Il presidente Emmanuel Macron ha presieduto le cerimonie per il 107º anniversario dell'Armistizio del 1918 martedì 11 novembre 2025, enfatizzando l'omaggio ai 'malgré-nous', alsaziani e mosellani arruolati con la forza nell'esercito tedesco durante la Seconda Guerra Mondiale. È stata inaugurata una targa all'Hôtel des Invalides in loro memoria, mentre il centenario del Bleuet de France è stato segnato da un messaggio di Jean-Jacques Goldman. Le commemorazioni sono continuate all'Arco di Trionfo con il riacendimento della fiamma del Milite Ignoto.
Le commemorazioni dell'11 novembre sono iniziate all'Hôtel national des Invalides, dove Emmanuel Macron, accompagnato dal primo ministro Sébastien Lecornu, dalla ministra delle Forze Armate Catherine Vautrin e dalla ministra delegata Alice Rufo, ha inaugurato una targa in memoria dei 'malgré-nous'. Questi circa 130.000 alsaziani e mosellani, considerati tedeschi dopo l'annessione del 1940, furono integrati con la forza nell'esercito tedesco. Circa 40.000 non fecero ritorno: 30.000 perirono in combattimento o in cattività, e 10.000-12.000 sono elencati come dispersi. Sei 'malgré-nous' erano presenti e sono stati salutati dal presidente.
Macron ha enfatizzato la necessità di riconoscere questa tragedia. 'Ora è inciso nella pietra di questo complesso. Dobbiamo continuare a trasmetterlo', ha dichiarato dopo l'ultima salva e un minuto di silenzio. È stata deposta una corona in omaggio. Questo gesto segue un tributo precedente durante l'80º anniversario della liberazione di Strasburgo nel novembre 2024, dove Macron ha affermato che 'la tragedia dei 'malgré-nous' deve essere nominata, riconosciuta e insegnata'.
Il corteo si è poi spostato alla statua di Georges Clemenceau, il 'Padre della Vittoria', dove è stata deposta una corona, seguita da un minuto di silenzio. Sui Campi Elisi, Macron ha passato in rivista le truppe al suono della Marsigliese, prima di riacendere la fiamma del Milite Ignoto all'Arco di Trionfo.

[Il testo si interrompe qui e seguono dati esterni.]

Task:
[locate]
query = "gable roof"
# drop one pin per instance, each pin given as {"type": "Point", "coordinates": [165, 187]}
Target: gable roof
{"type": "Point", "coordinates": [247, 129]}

Nel centenario del Bleuet de France, un'associazione che supporta i feriti di guerra, gli orfani della nazione e le vittime del terrorismo, è stata collocata un'urna contenente terra da 16 siti della Prima Guerra Mondiale sulla tomba del Milite Ignoto. Jean-Jacques Goldman, ambasciatore dell'associazione, ha pubblicato una lettera manoscritta esprimendo la sua gratitudine: 'Mi è sembrato importante mostrare il nostro riconoscimento ai nostri eserciti, ai loro feriti e, più in generale, a tutte le forze di sicurezza che ci proteggono quotidianamente. Potremmo aver dimenticato, ma gli eventi attuali ce lo ricordano drammaticamente ogni giorno.' Ha anche composto la canzone 'On sera là', il cui clip è stato presentato il giorno prima, in omaggio ai feriti di guerra.
Le cerimonie hanno riunito personalità come Gérard Larcher, Anne Hidalgo e Yaël Braun-Pivet.